The new British Conservative government has launched an ultra-conservative political agenda that could unravel the peace process in six counties in Ireland's north still claimed by Britain.
Tory plans include scrapping the 1998 Human Rights Act, which underpins a key aspect of the 1998 Good Friday Agreement. The GFA peace deal included a measure that Britain integrate the European Convention of Human Rights into law in the six counties, a process included in the Human Rights Act.
The GFA was meant to ensure that European standards on human rights would apply to the north of Ireland. Since 1998, all legislation created by the Stormont Assembly must comply with European law.
Irish nationalists in the six counties have warned the move could spell “chaos” for the north of Ireland and have a deep impact on the Stormont set-up. Social Democratic and Labour Party justice spokesperson Alban Maginness expressed concern that pro-British unionists might seek to exploit the removal of the act to push laws to defend sectarian parades.
The Committee for the Administration of Justice and Amnesty International have warned against the move.

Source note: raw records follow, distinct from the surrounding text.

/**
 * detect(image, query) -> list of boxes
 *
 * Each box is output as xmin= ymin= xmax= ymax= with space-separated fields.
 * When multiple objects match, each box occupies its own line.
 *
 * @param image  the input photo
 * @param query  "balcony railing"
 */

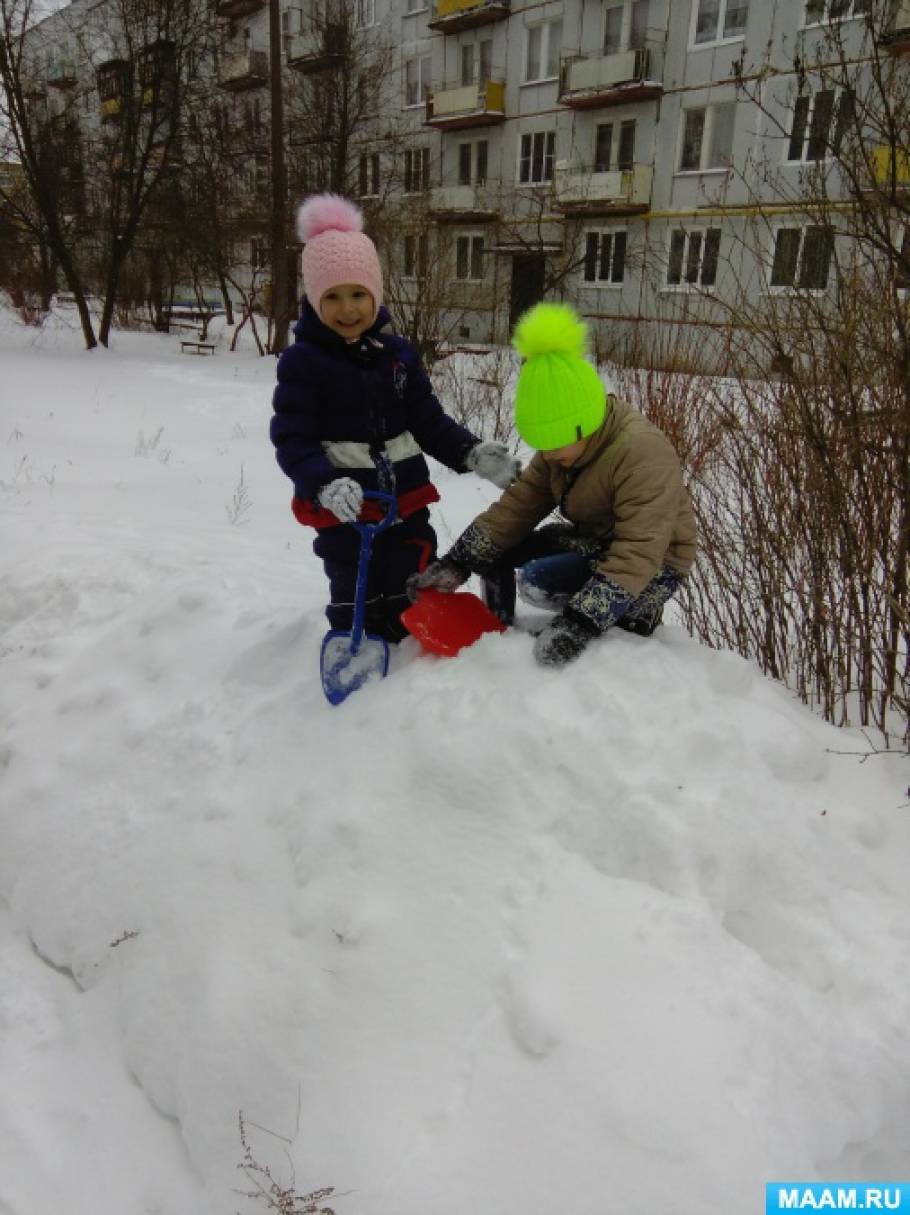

The CAJ said it would shatter confidence over policing reform.
“The European [convention on human rights] is absolutely vital in the day-to-day governance of Northern Ireland - to withdraw from it would be a colossal blow to the peace process,” said CAJ director Brian Gormally said.
Sinn Fein’s Gerry Adams called it a “scandalous attack” on the peace deal. He said repealing the act would be a “grievous breach” of the GFA and would have “enormous” implications for the administration of government, justice, policing, and equality.